Bug #6394
closedSudden increase in capture.kernel_drops and tcp.pkt_on_wrong_thread after upgrading to 6.0.14
Description
We noticed that on some machines, metrics for capture.kernel_drops
and tcp.pkt_on_wrong_thread
started increasing immediately after upgrading to Suricata 6.0.14 from Suricata 6.0.13. Downgrading to 6.0.13 solved the issue right away.

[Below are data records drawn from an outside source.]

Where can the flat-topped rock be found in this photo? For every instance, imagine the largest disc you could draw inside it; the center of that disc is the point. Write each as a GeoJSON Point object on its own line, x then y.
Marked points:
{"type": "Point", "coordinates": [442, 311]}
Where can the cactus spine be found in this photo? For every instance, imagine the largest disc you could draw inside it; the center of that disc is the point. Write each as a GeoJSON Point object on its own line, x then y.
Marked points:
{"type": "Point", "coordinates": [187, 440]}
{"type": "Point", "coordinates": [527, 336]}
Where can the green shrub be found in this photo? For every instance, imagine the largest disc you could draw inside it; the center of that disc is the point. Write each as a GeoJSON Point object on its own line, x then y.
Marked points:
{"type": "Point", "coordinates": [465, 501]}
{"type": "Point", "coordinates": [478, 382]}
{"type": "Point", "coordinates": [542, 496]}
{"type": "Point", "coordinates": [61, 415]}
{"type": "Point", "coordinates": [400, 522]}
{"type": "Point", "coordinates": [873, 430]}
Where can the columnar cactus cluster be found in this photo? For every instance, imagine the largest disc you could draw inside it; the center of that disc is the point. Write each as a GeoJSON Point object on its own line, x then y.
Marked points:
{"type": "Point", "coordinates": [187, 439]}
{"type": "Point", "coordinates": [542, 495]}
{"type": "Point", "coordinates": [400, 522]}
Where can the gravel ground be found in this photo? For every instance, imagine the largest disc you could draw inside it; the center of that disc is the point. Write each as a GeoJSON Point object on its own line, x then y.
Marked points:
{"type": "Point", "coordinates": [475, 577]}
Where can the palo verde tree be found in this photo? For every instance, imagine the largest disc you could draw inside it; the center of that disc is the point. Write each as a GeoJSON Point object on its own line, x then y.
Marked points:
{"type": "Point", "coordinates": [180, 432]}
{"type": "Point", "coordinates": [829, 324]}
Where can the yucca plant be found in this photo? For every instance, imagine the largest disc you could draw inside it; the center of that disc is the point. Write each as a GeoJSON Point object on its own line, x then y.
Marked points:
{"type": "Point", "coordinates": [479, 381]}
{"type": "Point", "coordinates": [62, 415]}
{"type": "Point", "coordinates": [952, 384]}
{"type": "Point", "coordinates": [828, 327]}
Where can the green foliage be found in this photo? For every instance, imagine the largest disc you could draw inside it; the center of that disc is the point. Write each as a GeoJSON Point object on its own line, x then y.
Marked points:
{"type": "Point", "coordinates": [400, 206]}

Here's our capture configuration:
af-packet: - interface: S5 cluster-id: 96 cluster-type: cluster_qm threads: 22 defrag: yes use-mmap: yes mmap-locked: yes tpacket-v3: yes rollover: no use-emergency-flush: yes ring-size: 200000 block-size: 4194304 bpf-filter: "not host X.X.X.X and not host X.X.X.X"
We disabled the
bpf-filter
to confirm the issue is unrelated to its use. Disabling it made no difference.
This is on a Debian bullseye machine with Intel X710 and X722 NICs.
The graphs show the increase in the counters after the upgrade at 2023-10-04 ~7:30 UTC with no other configuration change.
Files
Updated by Victor Julien about 1 year ago
This is unexpected. Are you able to git bisect the changes between tags suricata-6.0.13..suricata-6.0.14 and see which commit introduces the issue?
Updated by Sascha Steinbiss about 1 year ago
Victor Julien wrote in #note-1:
Are you able to git bisect the changes between tags suricata-6.0.13..suricata-6.0.14 and see which commit introduces the issue?
Yeah, the packaging and deployment overhead makes this a bit tiresome, but I think there is no way around it. Will keep you updated.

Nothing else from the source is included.